# Generator Trouble



## GrilledLincoln (23 Oct 2012)

I'm out in the field in gagetown and we seem to have a problem getting our 2K Generators running. We received them with absolutely no fuel in them so I assume they just need to be purged. Does anyone know if the 2K generator has a purge valve or should these be taken to the techs


----------



## chrisf (23 Oct 2012)

Probably more of a mechanic question... but (And it's been a few years since i've ran one dry and had to do this)

Follow the fuel lines from the tank, is there air in them or fuel? They lines are usually some sort of clear plastic, you should be able to see the air. 

There's there's two screws, probably phillips head, over the fuel filter (I think it's a fuel filter). One of those when turned should let fuel run from the tank through the line courtesy of gravity.

Hopefully that's not totally out to lunch, and hopefully you don't have any other problems.


----------



## TN2IC (23 Oct 2012)

Look for a shot glass and pump it...


----------



## cupper (23 Oct 2012)

Also, double check that you put the correct fuel in the generator. 

I recall a couple of exercises where a brand new generator right out of the crate was fueled up with gas rather than the required diesel.


----------



## chrisf (23 Oct 2012)

So what was the problem?


----------



## GrilledLincoln (16 Nov 2012)

Sorry to have not gotten back to you a Sig Op. They took one of our 2K generators away and never told this lowly Pte what the problem was the second one however was a much simpler fix then I had expected. We just slaved it off of the LAV and problem solved haven't had an issue with it since until tonight when it wouldn't start even while being slaved.  I don't want to point fingers but I'm going to anyway since all signs lead to my (possibly wrong) assumption, one of the candidates filled with it gas instead of diesel since their generator on the last exercise was a gas one they likely did it without thinking or while slightly deprived of sleep.


----------



## chrisf (16 Nov 2012)

They can be a bit of a pain to get running, particularly if they're cold, using a slave cable makes things much easier, especially in the cold.

A bit of added info on running them dry... there's no float switch in the tank, or low fuel shut off, they'll run themselves completely dry. Also, if you recieve a generator that had been purged, you'll have to prime the filter and lines.

I was at a few 2k gens myself the other day, just to clarify, the two phillips screws are on the top of the fuel filter, but they're "in back" (on the side facing the engine). Turn them to re-prime the filter and lines if the engine has been run dry. Turn and leave open till diesel diplaces all the air in the lines and filter, it will run out through the screw, so make sure your drip pan is under the generator. Close once primed.
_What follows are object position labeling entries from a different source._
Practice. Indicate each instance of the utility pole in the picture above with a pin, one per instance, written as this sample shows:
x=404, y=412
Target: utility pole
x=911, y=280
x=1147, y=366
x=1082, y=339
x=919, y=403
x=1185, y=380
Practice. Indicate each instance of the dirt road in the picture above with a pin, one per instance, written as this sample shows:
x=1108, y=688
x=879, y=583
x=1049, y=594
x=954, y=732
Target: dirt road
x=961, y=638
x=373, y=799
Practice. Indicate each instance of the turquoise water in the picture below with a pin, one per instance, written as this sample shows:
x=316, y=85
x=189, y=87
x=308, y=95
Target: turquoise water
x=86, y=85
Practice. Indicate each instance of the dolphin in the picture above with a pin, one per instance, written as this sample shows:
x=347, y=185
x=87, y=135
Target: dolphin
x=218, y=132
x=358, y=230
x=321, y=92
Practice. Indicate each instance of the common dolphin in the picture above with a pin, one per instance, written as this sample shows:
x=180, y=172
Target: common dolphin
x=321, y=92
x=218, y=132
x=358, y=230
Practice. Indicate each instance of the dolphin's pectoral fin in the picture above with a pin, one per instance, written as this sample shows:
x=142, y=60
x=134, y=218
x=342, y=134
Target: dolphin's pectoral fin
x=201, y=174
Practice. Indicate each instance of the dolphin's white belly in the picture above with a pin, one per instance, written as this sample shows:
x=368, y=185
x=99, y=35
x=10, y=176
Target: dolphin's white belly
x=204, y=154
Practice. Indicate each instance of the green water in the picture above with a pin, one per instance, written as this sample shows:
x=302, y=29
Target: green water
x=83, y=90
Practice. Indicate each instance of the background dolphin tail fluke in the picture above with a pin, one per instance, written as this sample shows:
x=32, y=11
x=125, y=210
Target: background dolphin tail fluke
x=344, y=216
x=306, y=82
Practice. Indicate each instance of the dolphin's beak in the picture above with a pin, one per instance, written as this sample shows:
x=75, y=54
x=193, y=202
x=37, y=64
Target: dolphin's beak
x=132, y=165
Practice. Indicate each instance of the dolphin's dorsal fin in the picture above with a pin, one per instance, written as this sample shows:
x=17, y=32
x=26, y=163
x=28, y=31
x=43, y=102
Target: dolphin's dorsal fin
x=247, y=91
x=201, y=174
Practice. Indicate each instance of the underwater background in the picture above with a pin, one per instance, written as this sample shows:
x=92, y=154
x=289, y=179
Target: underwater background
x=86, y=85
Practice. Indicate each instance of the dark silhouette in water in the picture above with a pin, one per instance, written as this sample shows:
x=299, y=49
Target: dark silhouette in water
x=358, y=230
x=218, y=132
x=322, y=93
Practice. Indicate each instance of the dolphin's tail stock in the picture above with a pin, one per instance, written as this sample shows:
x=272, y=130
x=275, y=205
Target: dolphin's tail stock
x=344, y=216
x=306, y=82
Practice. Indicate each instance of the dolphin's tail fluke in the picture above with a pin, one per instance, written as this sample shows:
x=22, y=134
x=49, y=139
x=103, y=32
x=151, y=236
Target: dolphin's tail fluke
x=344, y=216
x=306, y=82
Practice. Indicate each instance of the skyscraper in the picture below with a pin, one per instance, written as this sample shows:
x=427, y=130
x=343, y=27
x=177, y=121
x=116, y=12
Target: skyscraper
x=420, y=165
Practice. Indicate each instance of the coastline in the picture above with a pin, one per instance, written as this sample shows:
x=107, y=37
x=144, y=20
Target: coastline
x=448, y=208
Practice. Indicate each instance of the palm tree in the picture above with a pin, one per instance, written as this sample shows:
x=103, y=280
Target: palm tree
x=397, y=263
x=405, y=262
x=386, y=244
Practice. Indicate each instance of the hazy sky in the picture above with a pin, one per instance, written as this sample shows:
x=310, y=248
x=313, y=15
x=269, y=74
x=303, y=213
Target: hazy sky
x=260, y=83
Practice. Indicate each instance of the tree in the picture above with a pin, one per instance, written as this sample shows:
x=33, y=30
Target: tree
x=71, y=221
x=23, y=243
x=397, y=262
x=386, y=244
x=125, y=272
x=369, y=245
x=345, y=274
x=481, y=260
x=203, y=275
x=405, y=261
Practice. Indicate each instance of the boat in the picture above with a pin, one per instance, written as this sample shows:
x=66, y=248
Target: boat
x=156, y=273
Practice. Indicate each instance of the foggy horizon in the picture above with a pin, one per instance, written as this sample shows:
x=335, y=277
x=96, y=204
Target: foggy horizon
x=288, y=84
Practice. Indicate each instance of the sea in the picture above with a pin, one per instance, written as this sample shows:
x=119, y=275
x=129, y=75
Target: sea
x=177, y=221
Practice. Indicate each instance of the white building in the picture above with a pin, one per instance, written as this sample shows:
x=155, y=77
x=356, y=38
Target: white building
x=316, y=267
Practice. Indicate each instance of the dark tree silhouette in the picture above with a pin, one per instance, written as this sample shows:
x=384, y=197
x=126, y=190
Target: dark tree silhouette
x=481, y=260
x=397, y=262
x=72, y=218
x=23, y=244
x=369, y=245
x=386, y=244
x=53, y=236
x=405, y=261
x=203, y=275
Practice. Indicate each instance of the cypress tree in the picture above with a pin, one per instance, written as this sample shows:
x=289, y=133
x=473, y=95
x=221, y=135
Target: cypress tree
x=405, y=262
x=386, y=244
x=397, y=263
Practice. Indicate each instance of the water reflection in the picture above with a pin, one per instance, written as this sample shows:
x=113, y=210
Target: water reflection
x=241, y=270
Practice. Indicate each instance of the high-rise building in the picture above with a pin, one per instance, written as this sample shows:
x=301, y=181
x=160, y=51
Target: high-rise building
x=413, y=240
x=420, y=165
The line from the tank to the filter should be easy, gravity will cause fuelt ot run, and the filter is easy, again, gravity. The line from the filter to the engine may not fill so easily, might take a bit of wiggling and twisting to get all the air out. Some will have clear fuel lines, so you can see the air bubbles, some may have black fuel lines, so you'll have to watch for air bubbling into the filter.


----------



## GrilledLincoln (17 Nov 2012)

Thanks a lot for the help we've been in a real pinch with these things nobody seems to know the In's an the Out's of them and as a Sig im the first one they are going to.  Both our 2K Generators are now gone back to more able minds since we weren't able to sort them out and then Candidate tent/heater is running on LAV power as needed. The CP is being run on a 5K with no spider box or truck to run the power into so power is limited there and the Demo/Support tent is being run with a Civ 1K Gas Generator that until today was running fine and it started to stall out every once an awhile due to (we think) it running a little low on oil and being on poorly situated ground.  Thanks again for all the help everyone.


----------



## eme411 (24 Oct 2013)

Hi , I know this is a old post but it may still help, diesel gen sets need extra training for most , lesson 1 NEVER run it out of fuel, if you do you will need to prime the entire fuel system, it's called a air block , the injector will not allow air to pass , that means you need to fill the filter and pump fuel through and crack the injector lines to allow air out until fuel comes out and engine starts to run , then tighten lines,


----------